Peter prit une profonde inspiration mais Jenny le devança.

- On pense que ma tante possédait un enregistrement de Thompson passant un appel à son courtier en bourse pour vendre toutes ses actions quelques heures à peine avant la faillite, déclara-t-elle.

Les yeux de Kerrigan s’arrondirent comme des toupies.

- Comment … ?
- Thompson a une résidence secondaire à Charlestown qu’elle utilise fréquemment. L’appel a été passé depuis le bar que possédait ma tante.
- Et l’enregistrement, vous l’avez ?

Peter secoua la tête.

- Il a pu être détruit pendant l’incendie.
- Je ne pense pas, dit Jenny. Réfléchis : tante Sally était persuadée qu’on s’était introduit dans son appartement et elle devait forcément savoir que c’était pour récupérer l’enregistrement.
- Donc le plus logique serait qu’elle l’ait caché ailleurs, conclut Kerrigan qui suivait admirablement la conversation même s’il découvrait à l’instant la moitié des informations. Mais où ?
- Elle louait un box à l’extérieur de la ville. Tu crois qu’on a pu manquer quelque chose quand on y est allé ? demanda-t-elle à Peter.
- Impossible, on a tout fouillé de fond en comble.
- Peut-être un coffre-fort dans sa nouvelle banque, hasarda Kerrigan. Je sais que ça paraît assez culotté de cacher un enregistrement qui pourrait détruire son ancienne banque au siège de sa nouvelle mais….

Mais Jenny ne l’écoutait plus. Elle venait de se souvenir de quelque chose.

Le dernier week-end. Tante Sally et oncle Ned étaient venus la voir à New York quelques temps avant leur mort. Si Jenny ne se souvenait pas avoir remarqué quoi que ce soit d’étrange dans leur comportement, elle se souvenait en revanche d’un autre élément suspicieux. Rétrospectivement, il était évident que Sally n’était pas venue pour visiter New York et elle n’était pas du genre à faire des visites de courtoisie. Prétextant un mauvais rhume, elle avait passé les deux jours cloîtrée dans l’appartement de sa nièce. Pourtant, Jenny ne se rappelait pas l’avoir entendu tousser une seule fois. Pas même un petit reniflement. Sally n’était pas malade, elle voulait juste se retrouver seule chez Jenny.
- Il est chez moi, dit-elle d’une voix blanche.
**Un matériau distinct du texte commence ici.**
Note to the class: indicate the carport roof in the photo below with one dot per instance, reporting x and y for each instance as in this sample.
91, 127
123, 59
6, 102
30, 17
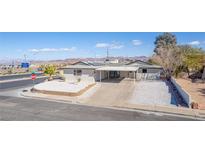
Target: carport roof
117, 68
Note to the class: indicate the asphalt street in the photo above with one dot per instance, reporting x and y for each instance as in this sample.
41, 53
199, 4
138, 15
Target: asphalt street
14, 107
24, 109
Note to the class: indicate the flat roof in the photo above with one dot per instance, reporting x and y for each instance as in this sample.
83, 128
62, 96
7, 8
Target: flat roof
80, 67
117, 68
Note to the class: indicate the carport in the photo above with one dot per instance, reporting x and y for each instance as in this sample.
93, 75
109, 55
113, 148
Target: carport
119, 69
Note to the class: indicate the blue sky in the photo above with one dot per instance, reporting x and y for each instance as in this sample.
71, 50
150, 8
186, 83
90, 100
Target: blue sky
51, 46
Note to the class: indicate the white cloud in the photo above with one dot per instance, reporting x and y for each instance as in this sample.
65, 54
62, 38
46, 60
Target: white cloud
136, 42
194, 43
102, 45
52, 49
113, 45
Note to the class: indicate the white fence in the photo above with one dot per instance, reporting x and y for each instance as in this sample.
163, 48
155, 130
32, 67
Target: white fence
185, 95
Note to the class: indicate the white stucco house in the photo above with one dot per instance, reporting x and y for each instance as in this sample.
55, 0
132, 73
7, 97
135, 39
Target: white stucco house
98, 71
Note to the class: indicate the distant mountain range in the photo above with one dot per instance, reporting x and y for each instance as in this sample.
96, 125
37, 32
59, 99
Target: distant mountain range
70, 60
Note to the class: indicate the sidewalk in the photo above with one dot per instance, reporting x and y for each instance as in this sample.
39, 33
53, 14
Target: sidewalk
152, 108
27, 78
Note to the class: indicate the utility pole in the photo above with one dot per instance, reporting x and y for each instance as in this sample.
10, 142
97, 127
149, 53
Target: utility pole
107, 54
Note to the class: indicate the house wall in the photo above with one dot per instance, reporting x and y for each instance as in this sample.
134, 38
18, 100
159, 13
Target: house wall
104, 75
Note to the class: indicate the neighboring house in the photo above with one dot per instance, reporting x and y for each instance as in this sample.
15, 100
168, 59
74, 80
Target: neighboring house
138, 70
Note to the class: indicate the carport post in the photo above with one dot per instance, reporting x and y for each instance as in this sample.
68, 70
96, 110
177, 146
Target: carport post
100, 76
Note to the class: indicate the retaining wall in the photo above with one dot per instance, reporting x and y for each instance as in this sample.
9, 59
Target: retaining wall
185, 95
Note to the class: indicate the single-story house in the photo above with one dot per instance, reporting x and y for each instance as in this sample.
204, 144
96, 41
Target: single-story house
138, 70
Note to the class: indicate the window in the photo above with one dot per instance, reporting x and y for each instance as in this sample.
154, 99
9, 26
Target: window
144, 70
78, 72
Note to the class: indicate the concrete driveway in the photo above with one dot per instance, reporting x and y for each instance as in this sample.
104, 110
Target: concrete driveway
112, 93
153, 93
118, 93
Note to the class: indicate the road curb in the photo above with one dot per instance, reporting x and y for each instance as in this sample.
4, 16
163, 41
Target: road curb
195, 117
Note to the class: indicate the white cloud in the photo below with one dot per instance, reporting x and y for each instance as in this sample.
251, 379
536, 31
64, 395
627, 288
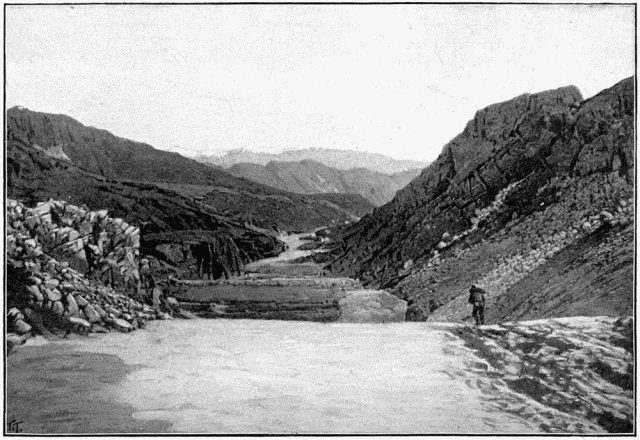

Peter et Jack se tournèrent vers elle d’un seul mouvement.

- Elle a passé un week-end chez moi à faire semblant d’être malade. Mais ce n’était pas parce qu’elle voulait m’éviter, comme je le croyais. Elle voulait simplement être seule pour pouvoir cacher l’enregistrement sans que je ne me doute de quoi que ce soit. Linda Thompson soupçonnerait d’abord qu’elle l’avait planqué chez elle à Charlestown puis dans son box - il ne devait pas être difficile de découvrir qu’elle en louait un - mais jamais elle n’aurait pensé qu’il était chez moi, à New York ! s’exclama-t-elle.

Peter paraissait quelque peu dubitatif.

- Jenny, ça me paraît un peu tiré par les cheveux.
- Je trouve que ça se tient au contraire, contra Kerrigan. De toute façon, c’est facile à vérifier. Il suffira de fouiller votre appartement.

Jenny sourit en douce. Finalement, il semblerait qu’elle allait bien retourner à New York.